The lack of guarantees for correctness not only increases the risk of outages and breaches but also hurts agility. When engineers are afraid of breaking the network, they cannot update it as quickly as applications and business require. We must get serious about network correctness.
Comprehensive and proactive analysis
We should aim for strong correctness guarantees. The strongest guarantees stem from verification, i.e., comprehensive analysis that can prove that the network will behave exactly as intended in all possible cases. The network will block all packets that it is supposed to block; it will carry all packets that it is supposed to carry, only along the intended paths; and it will continue to do so despite equipment failures. This type of analysis is much more than traditional network validation techniques, such as emulation or grepping for specific configuration lines, which offer no correctness guarantees. In a future post, we will discuss different forms of network validation and their relative abilities.
In addition to being comprehensive, we should aim for being proactive, i.e., check for correctness before changing the network configuration. Comprehensive and proactive analysis can make configuration-related outages and security breaches a thing of the past. It can ensure at all times that access control lists (ACLs) are correct, sensitive resources are protected against all untrusted entities no matter what types of packets they send, and that critical services remain accessible even when failures occur.
Overcoming heterogeneity and large search spaces
Historically, rigorous correctness guarantees for networks have been considered out of reach, but the research community has recently developed promising techniques that overcome long standing obstacles. One obstacle is heterogeneity. There are many (physical and virtual) devices and vendors, each with their own configuration language, data format and default settings.
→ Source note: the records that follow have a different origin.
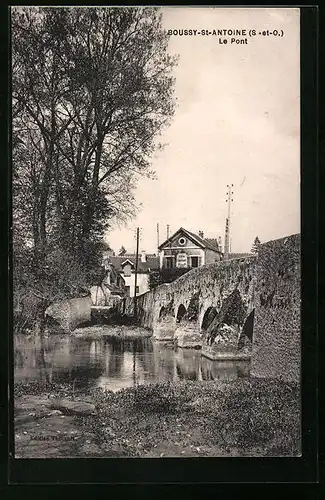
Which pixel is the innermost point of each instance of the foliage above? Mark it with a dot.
(249, 417)
(92, 90)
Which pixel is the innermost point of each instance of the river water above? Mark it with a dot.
(114, 364)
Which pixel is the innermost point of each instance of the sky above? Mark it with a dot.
(237, 122)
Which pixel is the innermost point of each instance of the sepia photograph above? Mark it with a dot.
(156, 274)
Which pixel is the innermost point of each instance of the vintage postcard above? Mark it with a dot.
(156, 232)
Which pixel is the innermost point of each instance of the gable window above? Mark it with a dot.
(169, 262)
(194, 262)
(127, 270)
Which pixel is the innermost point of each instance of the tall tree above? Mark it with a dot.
(95, 89)
(92, 92)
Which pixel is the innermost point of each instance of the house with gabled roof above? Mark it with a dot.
(126, 265)
(185, 249)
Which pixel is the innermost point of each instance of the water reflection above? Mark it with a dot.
(114, 364)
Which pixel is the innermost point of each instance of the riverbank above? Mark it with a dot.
(247, 417)
(123, 332)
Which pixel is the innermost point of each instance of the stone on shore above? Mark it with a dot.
(68, 407)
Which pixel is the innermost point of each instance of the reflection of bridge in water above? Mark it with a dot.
(115, 364)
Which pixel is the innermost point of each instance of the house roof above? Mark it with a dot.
(209, 243)
(152, 262)
(239, 255)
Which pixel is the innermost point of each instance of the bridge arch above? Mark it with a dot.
(181, 311)
(208, 317)
(163, 312)
(247, 330)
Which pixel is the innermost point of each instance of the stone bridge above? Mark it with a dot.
(212, 303)
(235, 309)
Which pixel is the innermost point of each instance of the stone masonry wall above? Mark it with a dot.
(276, 334)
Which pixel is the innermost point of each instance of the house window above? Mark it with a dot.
(127, 270)
(169, 262)
(194, 262)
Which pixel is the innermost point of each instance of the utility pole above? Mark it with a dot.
(158, 237)
(227, 230)
(136, 276)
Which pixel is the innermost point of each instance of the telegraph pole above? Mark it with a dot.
(158, 237)
(227, 230)
(136, 276)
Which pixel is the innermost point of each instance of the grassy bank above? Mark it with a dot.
(252, 417)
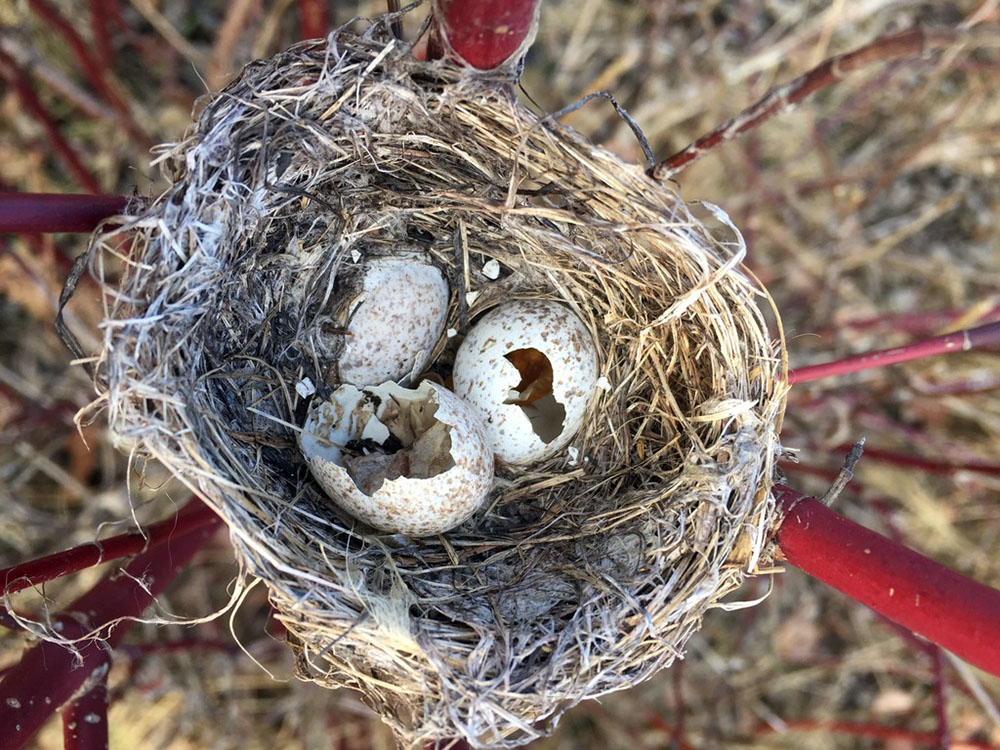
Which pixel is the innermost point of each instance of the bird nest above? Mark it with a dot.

To accurately model network behavior in the face of this diversity, researchers have adapted ideas from the programming languages community, such as parser generators and intermediate representations that are neutral to source languages.
The second obstacle is the vast space of possible cases that must be searched for bugs. There are more than 1 trillion possible TCP packets (given a 40-byte header) and a million possible two-link failure cases in a 1000-link network. To comprehensively and tractably search such large spaces, researchers have adapted ideas from hardware and software verification such as satisfiability (SAT) constraint solvers and binary decision diagrams (BDDs).
The progress in this sphere has moved well beyond theory, and the community has built tools such as Batfish that can guarantee correctness for real-world networks. Batfish is an open source tool originally developed by researchers at Microsoft, UCLA, and USC; engineers at Intentionet, Princeton, BBN Technologies, and other institutions have since made significant contributions to it. Based on network configurations (and optionally, other data such as routing tables) Batfish can flag any violation of intended security or reliability policy.
Today, Batfish is being used at several global organizations to proactively validate network configurations.
Combined with automation, Batfish enables a new paradigm for networking, one where every single change is proactively and comprehensively validated for correctness and only correct changes are deployed.
We now have the means to transform networks from engineering artifacts like older cars, which were not expected to last for 100,000 miles, to ones that we know will work far beyond traditional limits. So, let’s make networks work really well!